Wednesday, March 19, 2008

pining

I do the best I can for the boy.

But ask me to pull from my days beauty? From the trip to the doctor's office, where a babe asleep over his mother's shoulder goes into the room next door, is awoken by cold instruments, screams and screams, the walls so white as to blind? From the rooster my neighbor keeps, raking the grass, crowing day and night, the poor bird pining for a barn, a field of dirt marked with grain? I cannot make beauty nor sense of this.

There is nothing to speak of here, just a mid-afternoon nap if I'm lucky, just a moment to pour the tea. His blonde curls undo me, his questioning why. I am only his mother and tomorrow is like today and I don't know, I don't know.

Tuesday, March 18, 2008

Pavlov's bitch: An ode to sea salt and vinegar Kettle Chips

I hated the giant seminar class in college.

All the talk about behavioral psychology coming towards our slumped figures wedged into auditorium seats – mice made to do this; people made to do that. No, I'd think, you're leaving something out. This isn't the whole story.

And of course it wasn't. I didn't have to know what the “else” was to know it most certainly was. It would happen over and over again in my life, people presenting “the” way while I shuffled to the left trying to see what else was hidden behind their backs.

“People work in offices 9-5.” Freelancing from your living room? “Educational research requires statistically significant results and empirical evidence.” What's an ethnographic case study?

Lies of omission.

But still, here I am, PMS Diva. Just the thought of turning down the chip aisle sends my saliva glands going. Then, when I see the bag, I am all animal and remembered patterns.

It's science like they kind they sell in undergrad seminars, food like the kind they sell at the 7-11 down the block from your dorm at 2 a.m. while you're studying for your midterm on Skinner.

And I'm okay with that. It means at least something I learned stuck.

Tuesday, March 11, 2008

wanna-be writer approaches the literary journals on a recent bookstore browse

Even before I get close enough to touch them, I sense their disapproval, covers closing tighter around their pages.

I'm at the door of the clubhouse trying to read the list of rules hung on the branch outside.

Their back covers read like inside jokes I don't get. Their tables of contents dare me with a smirk. The fresh, new poetry dances this way and that on the pages, never stopping too long in any one column, on any one thought. But more, the bright white leaves are heavy with prose, glossy with art, the verse ducks and weaves as I flip through, so as not to be fully discovered.

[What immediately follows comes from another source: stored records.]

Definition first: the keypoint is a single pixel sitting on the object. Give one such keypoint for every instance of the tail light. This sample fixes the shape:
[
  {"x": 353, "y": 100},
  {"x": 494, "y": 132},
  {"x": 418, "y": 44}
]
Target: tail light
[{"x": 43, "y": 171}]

The only reason they are letting me sit at their lunch table is so they can make fun of me later. And I tap the books once, twice, on the heel of my palm, thinking, miserable, awkward, before replacing them in their slots – all the prom queen's court lined up on the float – and walk away. It is my only chance at salvation.

Sunday, March 09, 2008

everything he needs to know...

Check off another lesson learned.

Mike was cleaning out the garage yesterday when Isaac grabbed an empty plastic container and while simultaneously demonstrating announced to no one in particular, "You take junk, and you put it in there, and you close it up!"

Saturday, March 08, 2008

books

So it needs work aesthetically, but what I want to say is there. To the left. My newest bit on my sidebar. "What We're Reading."